Speed limits on Oklahoma turnpikes will jump from 75 to 80 miles per hour and on certain state highways from 70 to 75 miles per hour following passage of House Bill 1071.

Rep. Daniel Pae, R-Lawton, is the House author of House Bill 1071. Sen. John Michael Montgomery, R-Lawton, is the Senate author.

Pae, serving his first term in the Legislature, said he worked with the Oklahoma Department of Transportation, the Oklahoma Turnpike Authority and the Oklahoma Highway Patrol on the language of the bill and gained their support. He joked the bill had become known as the Pae-Way Bill.

“While we wanted to increase the speed limit on our turnpikes and state highways, we also worked to ensure the safety of Oklahoma drivers,” Pae said. “We will use traffic and engineering studies that take into consideration things such as traffic density and infrastructure quality to determine where we could safely increase these speed limits.”
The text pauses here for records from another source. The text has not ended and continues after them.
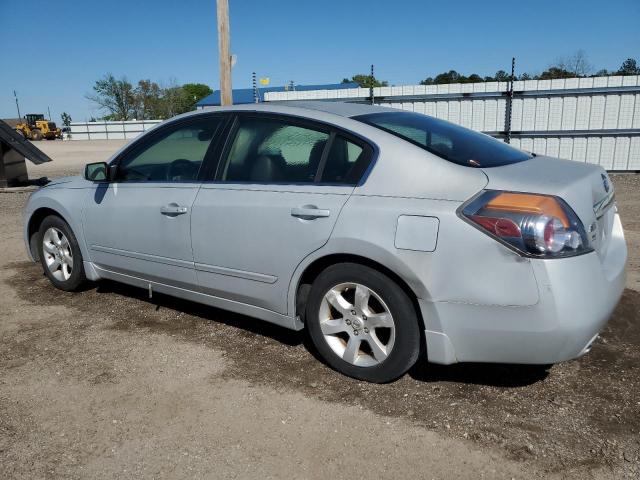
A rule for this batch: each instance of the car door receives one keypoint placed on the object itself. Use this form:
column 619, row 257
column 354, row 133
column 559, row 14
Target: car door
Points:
column 139, row 224
column 277, row 194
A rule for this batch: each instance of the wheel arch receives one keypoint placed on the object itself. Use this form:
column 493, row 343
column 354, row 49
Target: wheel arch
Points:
column 311, row 272
column 33, row 226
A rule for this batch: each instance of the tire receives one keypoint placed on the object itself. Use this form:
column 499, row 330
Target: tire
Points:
column 384, row 332
column 60, row 254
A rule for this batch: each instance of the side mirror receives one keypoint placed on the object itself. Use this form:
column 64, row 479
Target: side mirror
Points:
column 96, row 172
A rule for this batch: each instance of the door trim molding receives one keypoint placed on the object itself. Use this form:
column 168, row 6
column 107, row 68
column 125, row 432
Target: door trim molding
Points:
column 143, row 256
column 232, row 272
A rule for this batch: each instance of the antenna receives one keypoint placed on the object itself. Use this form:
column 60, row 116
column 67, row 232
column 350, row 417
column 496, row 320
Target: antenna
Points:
column 17, row 104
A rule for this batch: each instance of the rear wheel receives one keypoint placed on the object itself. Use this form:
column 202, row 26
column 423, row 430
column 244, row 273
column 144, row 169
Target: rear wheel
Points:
column 60, row 254
column 362, row 323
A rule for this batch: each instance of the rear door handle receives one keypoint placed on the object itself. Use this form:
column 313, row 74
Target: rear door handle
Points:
column 309, row 212
column 173, row 210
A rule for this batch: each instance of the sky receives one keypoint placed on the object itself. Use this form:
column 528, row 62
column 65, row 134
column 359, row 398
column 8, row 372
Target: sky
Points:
column 52, row 56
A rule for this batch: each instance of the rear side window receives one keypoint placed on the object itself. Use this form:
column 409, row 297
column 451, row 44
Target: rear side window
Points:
column 342, row 161
column 447, row 140
column 272, row 151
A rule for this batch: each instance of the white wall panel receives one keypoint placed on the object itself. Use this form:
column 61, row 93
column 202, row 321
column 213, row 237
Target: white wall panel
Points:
column 634, row 154
column 556, row 111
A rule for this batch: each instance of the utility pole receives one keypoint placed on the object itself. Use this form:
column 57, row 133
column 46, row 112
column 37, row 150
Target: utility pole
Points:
column 17, row 104
column 226, row 97
column 372, row 79
column 255, row 88
column 509, row 109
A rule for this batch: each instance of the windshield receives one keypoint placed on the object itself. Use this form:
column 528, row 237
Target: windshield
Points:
column 447, row 140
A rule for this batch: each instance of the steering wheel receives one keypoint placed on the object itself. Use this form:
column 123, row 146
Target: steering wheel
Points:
column 181, row 169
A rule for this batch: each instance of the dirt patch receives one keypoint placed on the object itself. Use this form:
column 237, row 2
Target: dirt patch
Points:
column 580, row 415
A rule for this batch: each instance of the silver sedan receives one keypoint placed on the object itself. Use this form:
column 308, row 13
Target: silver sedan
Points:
column 388, row 235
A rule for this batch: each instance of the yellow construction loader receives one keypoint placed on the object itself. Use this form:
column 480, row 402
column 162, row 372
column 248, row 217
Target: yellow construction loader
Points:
column 35, row 127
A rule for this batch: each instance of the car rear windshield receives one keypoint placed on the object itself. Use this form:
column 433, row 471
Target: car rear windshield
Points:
column 447, row 140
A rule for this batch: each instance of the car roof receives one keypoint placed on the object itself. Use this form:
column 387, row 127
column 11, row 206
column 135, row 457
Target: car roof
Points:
column 342, row 109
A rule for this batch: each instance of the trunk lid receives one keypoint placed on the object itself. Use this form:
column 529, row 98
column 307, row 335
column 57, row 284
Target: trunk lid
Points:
column 585, row 187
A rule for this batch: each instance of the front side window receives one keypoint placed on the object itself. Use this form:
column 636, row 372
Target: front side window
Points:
column 447, row 140
column 273, row 151
column 176, row 156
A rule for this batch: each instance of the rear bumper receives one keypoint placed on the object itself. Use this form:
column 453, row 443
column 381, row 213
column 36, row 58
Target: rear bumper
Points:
column 576, row 298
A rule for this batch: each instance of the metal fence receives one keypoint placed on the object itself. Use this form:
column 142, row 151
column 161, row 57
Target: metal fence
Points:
column 119, row 130
column 595, row 120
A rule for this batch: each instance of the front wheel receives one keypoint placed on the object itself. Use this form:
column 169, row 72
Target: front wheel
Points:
column 60, row 254
column 362, row 323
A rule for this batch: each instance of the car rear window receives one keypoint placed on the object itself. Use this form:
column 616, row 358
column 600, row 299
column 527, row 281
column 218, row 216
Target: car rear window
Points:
column 447, row 140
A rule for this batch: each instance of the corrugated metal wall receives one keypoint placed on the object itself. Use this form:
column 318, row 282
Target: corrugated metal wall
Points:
column 110, row 130
column 594, row 120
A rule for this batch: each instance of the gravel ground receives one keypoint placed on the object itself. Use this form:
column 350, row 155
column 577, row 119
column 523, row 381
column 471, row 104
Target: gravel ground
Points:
column 107, row 383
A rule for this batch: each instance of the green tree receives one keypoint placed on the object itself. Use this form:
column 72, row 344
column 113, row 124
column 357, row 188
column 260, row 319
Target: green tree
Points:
column 364, row 81
column 66, row 119
column 116, row 96
column 194, row 92
column 629, row 67
column 502, row 76
column 555, row 72
column 148, row 100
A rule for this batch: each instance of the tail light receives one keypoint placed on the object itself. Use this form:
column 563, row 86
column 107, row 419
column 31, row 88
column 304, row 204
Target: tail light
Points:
column 533, row 225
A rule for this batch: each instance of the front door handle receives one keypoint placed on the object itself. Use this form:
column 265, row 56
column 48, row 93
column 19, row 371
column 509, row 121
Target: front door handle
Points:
column 173, row 210
column 309, row 212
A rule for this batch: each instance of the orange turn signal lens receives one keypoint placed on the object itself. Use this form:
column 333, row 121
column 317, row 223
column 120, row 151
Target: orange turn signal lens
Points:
column 529, row 203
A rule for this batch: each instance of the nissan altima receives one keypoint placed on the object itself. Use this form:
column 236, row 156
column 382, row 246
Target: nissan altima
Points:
column 388, row 235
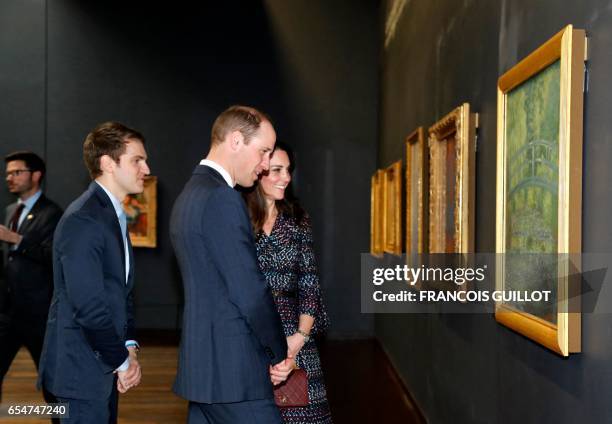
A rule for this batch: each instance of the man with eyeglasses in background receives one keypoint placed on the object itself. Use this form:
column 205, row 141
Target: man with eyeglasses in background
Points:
column 27, row 240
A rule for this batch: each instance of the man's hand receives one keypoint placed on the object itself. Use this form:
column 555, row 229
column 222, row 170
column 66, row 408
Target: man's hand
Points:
column 9, row 236
column 280, row 371
column 130, row 377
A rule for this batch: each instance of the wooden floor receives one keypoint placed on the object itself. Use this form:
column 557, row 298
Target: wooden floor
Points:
column 362, row 387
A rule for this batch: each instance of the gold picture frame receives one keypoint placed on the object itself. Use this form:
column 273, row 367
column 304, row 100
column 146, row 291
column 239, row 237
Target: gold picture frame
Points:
column 417, row 193
column 141, row 211
column 539, row 184
column 392, row 208
column 452, row 182
column 376, row 214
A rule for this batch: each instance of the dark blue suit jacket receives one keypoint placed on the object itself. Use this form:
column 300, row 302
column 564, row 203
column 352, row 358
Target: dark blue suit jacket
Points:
column 231, row 329
column 91, row 312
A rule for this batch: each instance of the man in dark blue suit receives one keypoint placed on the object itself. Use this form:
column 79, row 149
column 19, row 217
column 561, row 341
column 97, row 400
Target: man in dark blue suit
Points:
column 90, row 353
column 233, row 347
column 27, row 238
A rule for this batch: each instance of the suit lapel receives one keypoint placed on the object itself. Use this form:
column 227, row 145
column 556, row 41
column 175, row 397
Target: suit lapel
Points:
column 130, row 281
column 114, row 221
column 10, row 209
column 31, row 216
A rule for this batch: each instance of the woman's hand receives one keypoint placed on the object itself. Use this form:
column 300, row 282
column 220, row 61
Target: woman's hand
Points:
column 294, row 344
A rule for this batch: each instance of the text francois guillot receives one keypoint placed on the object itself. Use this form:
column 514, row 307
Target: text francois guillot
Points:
column 459, row 276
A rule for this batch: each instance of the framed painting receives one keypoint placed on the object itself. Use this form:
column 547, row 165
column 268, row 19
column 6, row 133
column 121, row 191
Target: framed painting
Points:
column 141, row 212
column 392, row 208
column 539, row 189
column 452, row 182
column 417, row 193
column 376, row 211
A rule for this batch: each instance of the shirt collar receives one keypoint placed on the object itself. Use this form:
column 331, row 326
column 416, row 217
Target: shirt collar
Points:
column 29, row 202
column 214, row 165
column 116, row 202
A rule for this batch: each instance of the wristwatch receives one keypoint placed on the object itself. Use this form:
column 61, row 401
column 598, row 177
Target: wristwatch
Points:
column 305, row 335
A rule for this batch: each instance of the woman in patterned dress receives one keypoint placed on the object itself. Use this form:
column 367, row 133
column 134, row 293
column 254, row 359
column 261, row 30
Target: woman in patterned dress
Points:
column 283, row 237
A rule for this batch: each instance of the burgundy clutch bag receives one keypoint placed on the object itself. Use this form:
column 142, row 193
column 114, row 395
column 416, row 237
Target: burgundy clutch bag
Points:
column 294, row 391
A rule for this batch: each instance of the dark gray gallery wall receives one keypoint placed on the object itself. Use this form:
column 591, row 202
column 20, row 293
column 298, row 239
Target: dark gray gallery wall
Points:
column 465, row 368
column 168, row 70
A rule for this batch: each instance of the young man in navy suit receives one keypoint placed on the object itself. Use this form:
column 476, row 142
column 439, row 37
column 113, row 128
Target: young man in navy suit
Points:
column 233, row 348
column 90, row 353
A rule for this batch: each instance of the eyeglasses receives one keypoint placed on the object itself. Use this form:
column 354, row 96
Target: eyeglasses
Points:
column 17, row 172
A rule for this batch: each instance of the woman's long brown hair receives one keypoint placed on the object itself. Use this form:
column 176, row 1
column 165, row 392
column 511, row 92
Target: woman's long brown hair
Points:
column 256, row 202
Pae said the speed limits in the bill will be implemented “gradually, sensibly and safely.”

Pae also worked with the Oklahoma Department of Transportation and the Oklahoma Secretary of Transportation to include language in the bill pertaining to traffic studies to keep the state in line with federal regulations so we can continue to receive federal highway dollars.

This was Pae’s first bill to be signed into law.